Artigo do jornalista João Miguel Tavares publicado no "Diário de Notícias" de 1 de Julho de 2008, sobre a colectânea Novos TalentosFnac, editada em Portugal. 13 das 17 músicas trazem o título em inglês.
Eu gostava de ser como Vasco Graça Moura e ter suficiente sabedoria para alinhavar dezenas de textos indignados sobre o Acordo Ortográfico. Só que o destino das consoantes mudas não me comove e a traição à raiz das palavras não provoca em mim o mais pequeno sobressalto. Mas sou sensível à questão da língua neste ponto: parece-me evidente que a escola tem cada vez mais dificuldades em meter na cabeça das criancinhas o gosto pelo português.
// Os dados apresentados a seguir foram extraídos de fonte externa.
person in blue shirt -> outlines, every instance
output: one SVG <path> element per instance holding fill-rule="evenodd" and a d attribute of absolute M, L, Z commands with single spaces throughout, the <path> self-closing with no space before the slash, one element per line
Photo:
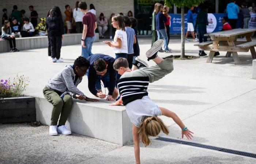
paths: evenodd
<path fill-rule="evenodd" d="M 190 8 L 188 10 L 188 13 L 187 14 L 187 17 L 188 18 L 188 30 L 187 31 L 187 33 L 186 33 L 186 36 L 185 36 L 185 40 L 187 41 L 189 41 L 188 39 L 188 34 L 189 32 L 191 33 L 191 35 L 192 35 L 192 37 L 193 37 L 193 41 L 194 42 L 197 41 L 197 39 L 196 39 L 195 38 L 195 34 L 194 34 L 194 26 L 193 24 L 193 15 L 192 13 L 192 11 L 194 9 L 194 7 L 192 6 L 190 7 Z"/>
<path fill-rule="evenodd" d="M 234 0 L 230 0 L 230 3 L 227 5 L 226 12 L 229 18 L 229 24 L 232 29 L 236 28 L 236 26 L 239 13 L 239 8 L 236 3 Z"/>
<path fill-rule="evenodd" d="M 163 47 L 164 51 L 162 48 L 159 50 L 160 52 L 169 52 L 170 50 L 168 47 L 168 38 L 167 33 L 165 31 L 165 23 L 167 21 L 167 19 L 165 15 L 161 12 L 163 10 L 163 7 L 162 4 L 159 3 L 156 3 L 155 8 L 155 29 L 157 33 L 157 40 L 161 39 L 162 37 L 163 39 Z"/>

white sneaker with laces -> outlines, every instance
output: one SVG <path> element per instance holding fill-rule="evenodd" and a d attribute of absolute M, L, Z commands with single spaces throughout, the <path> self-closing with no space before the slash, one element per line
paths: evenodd
<path fill-rule="evenodd" d="M 58 135 L 57 125 L 51 125 L 49 126 L 49 134 L 51 136 Z"/>
<path fill-rule="evenodd" d="M 56 60 L 56 62 L 57 63 L 62 63 L 63 62 L 63 60 L 62 60 L 60 58 L 58 59 L 57 59 Z"/>
<path fill-rule="evenodd" d="M 71 134 L 71 131 L 68 130 L 65 125 L 60 126 L 57 128 L 57 132 L 64 135 Z"/>
<path fill-rule="evenodd" d="M 55 62 L 56 62 L 56 60 L 57 59 L 56 58 L 52 58 L 52 60 L 51 61 L 54 63 Z"/>

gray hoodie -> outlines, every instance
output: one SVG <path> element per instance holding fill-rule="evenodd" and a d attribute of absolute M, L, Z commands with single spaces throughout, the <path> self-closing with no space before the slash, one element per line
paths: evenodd
<path fill-rule="evenodd" d="M 48 81 L 46 87 L 61 93 L 65 91 L 74 97 L 74 94 L 84 94 L 76 87 L 82 81 L 82 77 L 78 77 L 75 84 L 74 84 L 75 74 L 72 65 L 67 66 L 62 71 L 55 75 L 53 78 Z"/>

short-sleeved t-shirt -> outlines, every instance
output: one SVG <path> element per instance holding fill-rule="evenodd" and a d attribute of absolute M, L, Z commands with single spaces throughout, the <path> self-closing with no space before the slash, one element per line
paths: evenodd
<path fill-rule="evenodd" d="M 121 47 L 121 48 L 118 48 L 114 47 L 113 47 L 114 53 L 116 54 L 120 53 L 128 53 L 127 35 L 126 34 L 126 32 L 121 30 L 117 30 L 115 34 L 115 36 L 114 37 L 113 42 L 114 43 L 117 42 L 117 38 L 119 38 L 121 39 L 122 42 L 122 47 Z"/>
<path fill-rule="evenodd" d="M 127 35 L 127 46 L 128 54 L 132 54 L 133 52 L 133 42 L 135 32 L 132 28 L 129 27 L 125 27 L 125 32 Z"/>
<path fill-rule="evenodd" d="M 83 24 L 87 25 L 86 37 L 94 36 L 94 25 L 96 22 L 95 15 L 91 12 L 87 12 L 83 16 Z"/>
<path fill-rule="evenodd" d="M 148 96 L 129 102 L 125 105 L 125 109 L 131 122 L 138 127 L 145 117 L 162 115 L 159 107 Z"/>

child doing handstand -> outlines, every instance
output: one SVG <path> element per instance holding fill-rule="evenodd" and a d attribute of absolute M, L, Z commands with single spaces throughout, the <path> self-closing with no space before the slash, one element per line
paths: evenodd
<path fill-rule="evenodd" d="M 162 47 L 163 40 L 158 40 L 146 53 L 148 59 L 152 59 L 155 65 L 131 71 L 126 59 L 116 60 L 113 67 L 122 75 L 117 86 L 121 96 L 118 101 L 111 104 L 125 106 L 126 112 L 133 123 L 132 134 L 134 153 L 136 164 L 140 163 L 140 137 L 145 146 L 151 144 L 148 136 L 156 136 L 162 130 L 168 134 L 167 127 L 158 116 L 163 115 L 172 118 L 182 129 L 182 137 L 185 135 L 188 139 L 193 137 L 193 133 L 187 128 L 178 116 L 167 109 L 154 103 L 148 96 L 147 91 L 149 83 L 162 78 L 173 70 L 173 58 L 163 59 L 157 52 Z"/>

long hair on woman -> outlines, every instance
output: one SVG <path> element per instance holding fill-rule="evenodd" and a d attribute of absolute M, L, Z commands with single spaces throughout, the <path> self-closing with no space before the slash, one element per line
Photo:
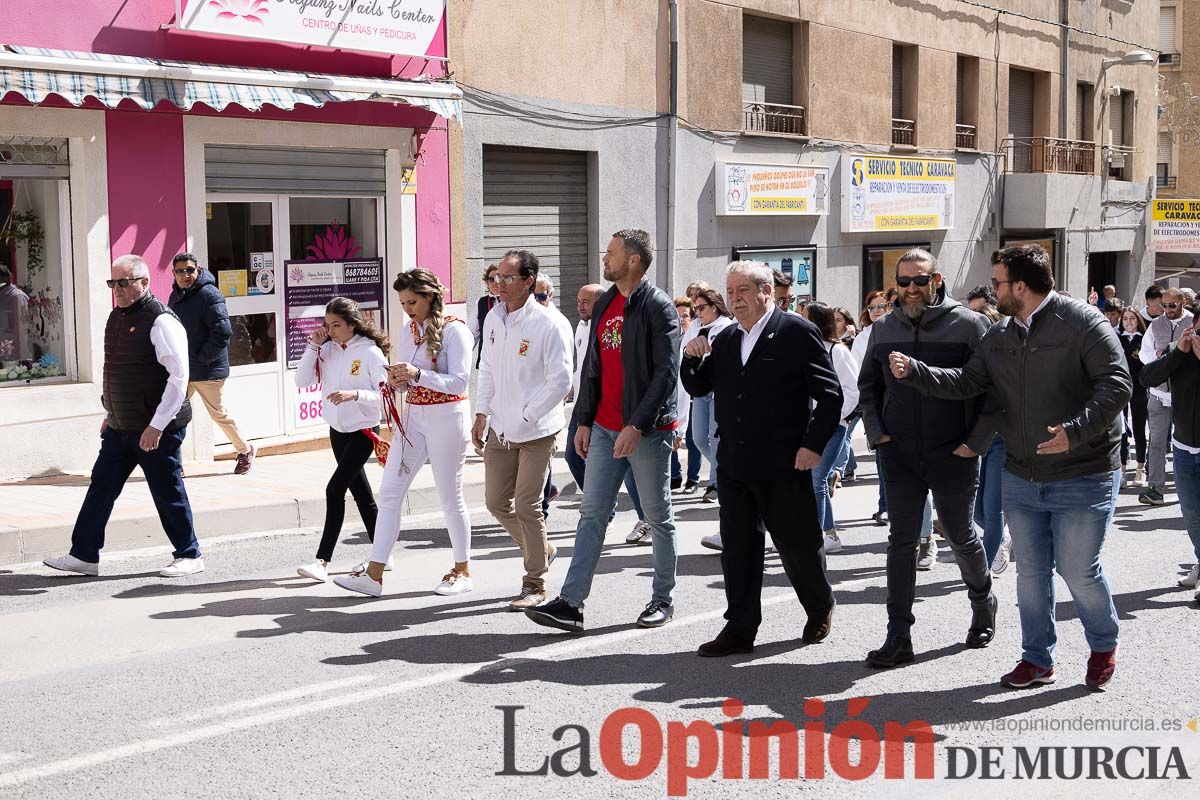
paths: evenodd
<path fill-rule="evenodd" d="M 325 306 L 325 313 L 337 314 L 355 333 L 374 342 L 384 355 L 391 354 L 391 342 L 388 339 L 388 335 L 376 327 L 371 318 L 359 308 L 359 303 L 349 297 L 334 297 Z"/>
<path fill-rule="evenodd" d="M 442 353 L 442 329 L 445 327 L 445 291 L 438 276 L 420 267 L 401 272 L 391 284 L 396 291 L 412 291 L 430 301 L 430 315 L 425 318 L 425 351 L 431 361 L 438 360 Z"/>

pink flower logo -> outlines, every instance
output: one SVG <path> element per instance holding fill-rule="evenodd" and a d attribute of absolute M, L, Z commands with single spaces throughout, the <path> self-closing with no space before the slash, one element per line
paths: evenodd
<path fill-rule="evenodd" d="M 268 0 L 209 0 L 210 8 L 217 8 L 217 19 L 245 19 L 263 24 L 263 17 L 271 12 Z"/>
<path fill-rule="evenodd" d="M 334 221 L 334 224 L 325 228 L 325 233 L 317 234 L 317 240 L 308 245 L 307 261 L 342 261 L 354 258 L 362 252 L 362 248 L 354 241 L 354 236 L 347 236 L 342 225 Z"/>

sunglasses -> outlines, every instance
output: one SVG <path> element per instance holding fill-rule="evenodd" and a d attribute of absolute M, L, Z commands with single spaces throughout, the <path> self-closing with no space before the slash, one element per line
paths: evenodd
<path fill-rule="evenodd" d="M 131 285 L 138 281 L 146 281 L 149 278 L 116 278 L 115 281 L 104 281 L 104 285 L 109 289 L 115 289 L 120 287 L 121 289 L 128 289 Z"/>

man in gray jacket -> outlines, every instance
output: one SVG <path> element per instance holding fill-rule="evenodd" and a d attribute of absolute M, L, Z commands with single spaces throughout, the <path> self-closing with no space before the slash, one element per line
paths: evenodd
<path fill-rule="evenodd" d="M 1133 393 L 1121 343 L 1092 306 L 1054 290 L 1045 249 L 1007 247 L 992 265 L 996 323 L 958 369 L 929 367 L 902 353 L 892 374 L 930 397 L 990 395 L 1003 414 L 1003 498 L 1016 553 L 1021 661 L 1001 684 L 1055 680 L 1054 572 L 1067 582 L 1092 650 L 1087 686 L 1116 668 L 1117 612 L 1100 567 L 1100 547 L 1121 487 L 1121 410 Z"/>

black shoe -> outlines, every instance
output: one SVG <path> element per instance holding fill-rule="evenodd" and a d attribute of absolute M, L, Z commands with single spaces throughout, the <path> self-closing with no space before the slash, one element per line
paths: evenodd
<path fill-rule="evenodd" d="M 829 636 L 829 628 L 833 627 L 833 609 L 836 606 L 829 607 L 829 610 L 820 616 L 810 616 L 809 621 L 804 624 L 804 633 L 800 634 L 800 642 L 804 644 L 816 644 L 817 642 L 823 642 L 827 636 Z"/>
<path fill-rule="evenodd" d="M 674 606 L 665 600 L 652 600 L 646 610 L 637 615 L 638 627 L 662 627 L 674 616 Z"/>
<path fill-rule="evenodd" d="M 583 612 L 562 597 L 554 597 L 548 603 L 527 608 L 526 616 L 538 625 L 557 627 L 559 631 L 583 632 Z"/>
<path fill-rule="evenodd" d="M 988 595 L 988 604 L 971 612 L 971 627 L 967 628 L 967 646 L 985 648 L 996 636 L 996 607 L 1000 601 L 996 595 Z"/>
<path fill-rule="evenodd" d="M 696 655 L 706 658 L 721 658 L 739 652 L 754 652 L 754 642 L 748 642 L 739 636 L 721 631 L 712 642 L 704 642 L 696 650 Z"/>
<path fill-rule="evenodd" d="M 889 636 L 883 640 L 883 646 L 866 654 L 869 667 L 896 667 L 910 663 L 916 656 L 912 654 L 912 639 L 907 636 Z"/>
<path fill-rule="evenodd" d="M 1165 505 L 1166 500 L 1163 498 L 1163 493 L 1152 486 L 1138 495 L 1138 503 L 1148 506 L 1160 506 Z"/>

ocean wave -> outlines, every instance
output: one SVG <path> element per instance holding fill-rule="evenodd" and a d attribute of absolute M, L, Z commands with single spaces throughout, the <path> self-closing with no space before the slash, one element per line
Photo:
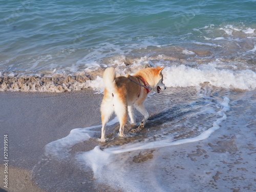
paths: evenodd
<path fill-rule="evenodd" d="M 63 92 L 92 88 L 102 93 L 104 88 L 101 77 L 108 66 L 114 67 L 118 75 L 125 75 L 134 74 L 143 68 L 158 66 L 165 67 L 163 71 L 163 82 L 168 87 L 195 87 L 209 82 L 217 87 L 245 90 L 256 89 L 256 73 L 238 63 L 227 65 L 220 60 L 215 60 L 195 66 L 173 62 L 172 58 L 168 58 L 169 62 L 165 60 L 165 63 L 159 60 L 160 58 L 168 58 L 162 55 L 153 60 L 152 57 L 144 57 L 137 60 L 136 62 L 126 65 L 123 58 L 116 60 L 114 64 L 105 65 L 104 67 L 98 66 L 95 69 L 88 69 L 72 74 L 20 75 L 6 72 L 5 75 L 0 77 L 0 91 Z M 155 60 L 156 58 L 158 59 Z M 241 68 L 244 69 L 241 70 Z"/>

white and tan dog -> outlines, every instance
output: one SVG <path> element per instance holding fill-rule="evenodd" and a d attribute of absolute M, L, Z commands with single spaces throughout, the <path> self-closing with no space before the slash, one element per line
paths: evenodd
<path fill-rule="evenodd" d="M 106 123 L 114 111 L 119 120 L 120 137 L 124 136 L 123 130 L 127 113 L 132 124 L 136 123 L 134 107 L 144 116 L 138 129 L 144 127 L 149 115 L 143 102 L 151 90 L 159 93 L 161 90 L 165 89 L 161 73 L 164 68 L 160 67 L 146 68 L 139 71 L 133 76 L 127 75 L 126 77 L 116 77 L 113 68 L 106 69 L 103 74 L 105 90 L 100 107 L 102 123 L 100 141 L 105 141 Z"/>

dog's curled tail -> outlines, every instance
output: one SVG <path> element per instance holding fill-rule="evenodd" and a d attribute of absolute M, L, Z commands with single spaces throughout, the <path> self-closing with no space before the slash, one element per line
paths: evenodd
<path fill-rule="evenodd" d="M 112 67 L 106 68 L 103 74 L 104 86 L 109 92 L 112 93 L 115 92 L 115 69 Z"/>

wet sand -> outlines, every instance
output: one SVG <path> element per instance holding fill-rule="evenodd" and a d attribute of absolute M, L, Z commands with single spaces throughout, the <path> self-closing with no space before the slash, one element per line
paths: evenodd
<path fill-rule="evenodd" d="M 90 90 L 61 94 L 0 92 L 1 154 L 4 134 L 8 134 L 9 160 L 9 187 L 1 181 L 0 191 L 44 191 L 32 181 L 33 167 L 47 143 L 66 136 L 73 129 L 100 123 L 102 95 L 94 93 Z"/>
<path fill-rule="evenodd" d="M 8 134 L 9 160 L 9 187 L 1 182 L 0 191 L 113 191 L 108 185 L 94 183 L 92 170 L 79 168 L 72 160 L 42 160 L 47 144 L 74 129 L 100 124 L 102 97 L 90 90 L 61 94 L 0 92 L 0 131 Z M 250 113 L 255 114 L 255 110 Z M 151 108 L 150 114 L 154 110 Z M 255 123 L 231 118 L 221 126 L 225 129 L 203 141 L 134 151 L 121 157 L 127 158 L 131 168 L 135 163 L 143 168 L 151 161 L 162 162 L 151 168 L 169 183 L 170 191 L 254 191 Z M 89 140 L 74 145 L 71 153 L 91 150 L 98 144 Z M 3 150 L 1 146 L 2 154 Z"/>

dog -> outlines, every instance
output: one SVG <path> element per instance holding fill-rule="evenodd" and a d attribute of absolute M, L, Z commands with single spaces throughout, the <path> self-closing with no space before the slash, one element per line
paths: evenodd
<path fill-rule="evenodd" d="M 164 67 L 145 68 L 138 71 L 134 75 L 116 77 L 113 68 L 106 68 L 103 74 L 105 89 L 104 97 L 100 106 L 101 113 L 101 142 L 105 142 L 105 131 L 106 123 L 114 112 L 119 123 L 119 136 L 124 137 L 123 132 L 127 114 L 132 124 L 136 124 L 134 108 L 144 116 L 144 119 L 138 127 L 142 129 L 149 115 L 144 106 L 147 94 L 152 90 L 159 93 L 166 89 L 163 83 L 162 71 Z M 133 130 L 132 130 L 133 131 Z M 136 132 L 135 129 L 134 132 Z"/>

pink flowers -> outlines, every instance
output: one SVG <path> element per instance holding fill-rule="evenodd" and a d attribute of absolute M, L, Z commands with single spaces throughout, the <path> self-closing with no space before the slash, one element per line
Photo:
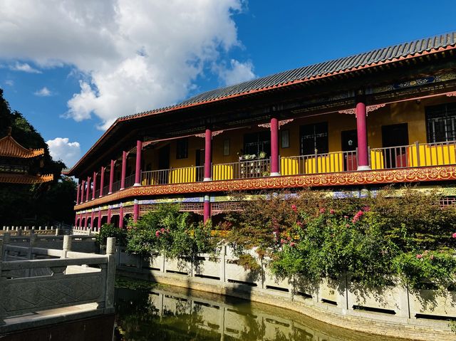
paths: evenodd
<path fill-rule="evenodd" d="M 356 223 L 356 221 L 358 221 L 361 218 L 363 214 L 364 214 L 364 212 L 363 211 L 358 211 L 358 213 L 355 214 L 355 216 L 353 216 L 352 222 Z"/>

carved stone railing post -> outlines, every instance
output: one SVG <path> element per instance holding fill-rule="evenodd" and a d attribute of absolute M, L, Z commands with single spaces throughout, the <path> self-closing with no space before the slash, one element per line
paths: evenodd
<path fill-rule="evenodd" d="M 108 266 L 106 267 L 106 295 L 105 298 L 105 309 L 114 309 L 114 282 L 115 280 L 115 238 L 108 237 L 106 241 L 106 256 Z"/>
<path fill-rule="evenodd" d="M 71 243 L 73 239 L 71 236 L 63 236 L 63 250 L 62 251 L 62 258 L 66 258 L 68 251 L 71 251 Z"/>

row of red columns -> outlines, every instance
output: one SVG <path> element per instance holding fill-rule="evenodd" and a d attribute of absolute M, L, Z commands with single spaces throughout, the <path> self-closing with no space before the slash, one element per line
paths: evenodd
<path fill-rule="evenodd" d="M 140 140 L 138 140 L 136 142 L 136 168 L 135 171 L 135 184 L 133 186 L 140 186 L 141 182 L 141 153 L 142 149 L 142 142 Z M 126 177 L 126 171 L 127 171 L 127 157 L 128 153 L 125 151 L 122 152 L 122 174 L 120 177 L 120 190 L 123 190 L 125 188 L 125 177 Z M 113 186 L 114 184 L 114 167 L 115 166 L 115 160 L 111 159 L 110 161 L 110 172 L 109 177 L 109 192 L 108 194 L 113 193 Z M 99 198 L 103 196 L 103 190 L 104 187 L 104 182 L 105 182 L 105 171 L 106 167 L 101 167 L 100 169 L 100 194 L 98 196 Z M 91 185 L 93 185 L 92 188 L 92 200 L 95 200 L 95 191 L 96 191 L 96 185 L 97 185 L 97 176 L 98 173 L 96 172 L 93 172 L 93 177 L 87 177 L 87 180 L 83 180 L 80 184 L 78 185 L 77 187 L 77 194 L 76 194 L 76 204 L 83 204 L 83 202 L 87 202 L 89 200 L 89 193 Z M 93 182 L 90 180 L 93 179 Z M 86 192 L 86 193 L 84 193 Z M 138 201 L 135 201 L 135 206 L 133 209 L 133 220 L 136 221 L 138 218 L 139 217 L 139 206 Z M 123 207 L 121 206 L 120 213 L 122 214 L 123 211 Z M 108 209 L 108 224 L 110 223 L 110 209 Z M 121 214 L 121 217 L 123 216 L 123 214 Z M 76 216 L 75 223 L 77 224 L 78 217 Z M 92 221 L 93 219 L 92 219 Z M 85 225 L 87 224 L 87 219 L 86 220 Z M 100 219 L 98 221 L 98 224 L 100 224 Z M 120 224 L 123 226 L 123 219 L 120 219 Z M 120 227 L 122 227 L 120 226 Z M 84 227 L 87 227 L 85 226 Z"/>
<path fill-rule="evenodd" d="M 366 103 L 363 100 L 358 100 L 355 110 L 356 115 L 356 128 L 358 134 L 358 170 L 370 169 L 369 157 L 368 154 L 368 142 L 367 142 L 367 124 L 366 124 Z M 276 177 L 280 175 L 279 169 L 279 120 L 277 117 L 271 118 L 271 176 Z M 136 144 L 136 167 L 135 174 L 134 186 L 140 186 L 141 181 L 141 150 L 142 142 L 138 140 Z M 122 175 L 120 180 L 120 190 L 125 189 L 125 175 L 127 169 L 127 157 L 128 153 L 123 151 L 122 153 Z M 109 182 L 109 193 L 113 193 L 113 184 L 114 182 L 114 166 L 115 160 L 111 159 L 110 173 Z M 104 172 L 105 168 L 101 167 L 101 179 L 100 184 L 100 197 L 103 196 L 103 187 L 104 182 Z M 206 129 L 204 132 L 204 181 L 211 181 L 212 173 L 212 132 L 210 129 Z M 92 194 L 92 199 L 95 199 L 95 192 L 96 190 L 96 178 L 97 173 L 93 172 L 93 189 Z M 76 201 L 78 203 L 84 202 L 84 188 L 86 187 L 86 201 L 88 201 L 89 189 L 90 187 L 90 177 L 88 177 L 87 182 L 83 180 L 81 186 L 81 194 L 79 192 L 79 186 L 77 194 Z M 81 199 L 81 201 L 80 201 Z M 120 206 L 120 225 L 123 226 L 123 207 Z M 206 222 L 211 216 L 211 204 L 210 197 L 209 194 L 204 196 L 204 210 L 203 210 L 204 221 Z M 110 208 L 108 209 L 108 223 L 110 222 Z M 139 204 L 137 200 L 135 201 L 133 208 L 133 220 L 136 221 L 139 217 Z"/>

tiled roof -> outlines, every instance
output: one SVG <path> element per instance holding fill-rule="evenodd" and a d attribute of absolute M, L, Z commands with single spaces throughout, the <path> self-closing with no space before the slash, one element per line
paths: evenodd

Entre a contagem dos decassílabos d'Os Lusíadas e a promoção de «conhecimentos metalinguísticos», por algum lado o prazer se esvai. Prova disto: a recém-lançada colectânea de música Novos Talentos Fnac, que, na sua candura, me inquieta mais do que passar a escrever coletânea em vez de colectânea.
Não me entendam mal: a ideia da compilação — permitir a gente nova gravar um tema em boas condições técnicas e divulgar o seu nome num disco patrocinado pela Fnac — é óptima, o preço uma pechincha (quatro euros por um duplo álbum) e os lucros até revertem para a AMI. Tudo ali é bem tratado, dos músicos aos consumidores. Tudo, menos a língua portuguesa. Porque, neste campo, acontece com a compilação de 2008 o mesmo que já acontecia com a de 2007, em que 13 das 17 músicas (76 por cento!) eram inglesas no título. Abertura do disco 1: os lisboetas The Guys from the Caravan, com o tema Just Kiss Me. Abertura do disco 2: Circles, dos The Pragmatic. E a coisa continua por aí fora, com a suprema ironia de haver pelo meio uns The Portugals, interpretando Give It to Me.
Eu sou filho, tanto como esses rapazes, de uma cultura imensamente marcada pela língua inglesa — e gosto muito. Mas é suposto haver uma certa distância entre aquilo que nos entra pelos ouvidos e aquilo que nos sai pela boca. É certo que há casos de portugueses a tocar com americanos, formando bandas transatlânticas, mas essas são excepções: o resto é mesmo pessoal da Brandoa a fingir que é de Bristol. E isso é bem mais grave, e mais sintomático da falência do português, do que o abate das consoantes mudas. Porque, das duas uma: ou se reduz uma canção à sua melodia, o que já por si diz muito da decadência das palavras, ou então não se percebe como é que um artista português, para se expressar publicamente, deixa de fora a língua que usa na rua, nas conversas de amigos, nas declarações de amor.
Não se trata aqui de "proteger" o português ou de resistir a invasões culturais, que são argumentos do tempo da Outra Senhora. Trata-se, isso sim, de acreditar na arte como uma extensão da vida — e de ver com espanto que a riqueza da língua e as suas potencialidades musicais não motivam minimamente jovens criadores, num meio tão popular quanto o das canções. Pode ser uma fase, é certo, mas se é uma fase já dura há demasiado tempo. Por mim, podem perfeitamente mudar a forma como se escreve em português — convinha é que ele continuasse a ser escrito.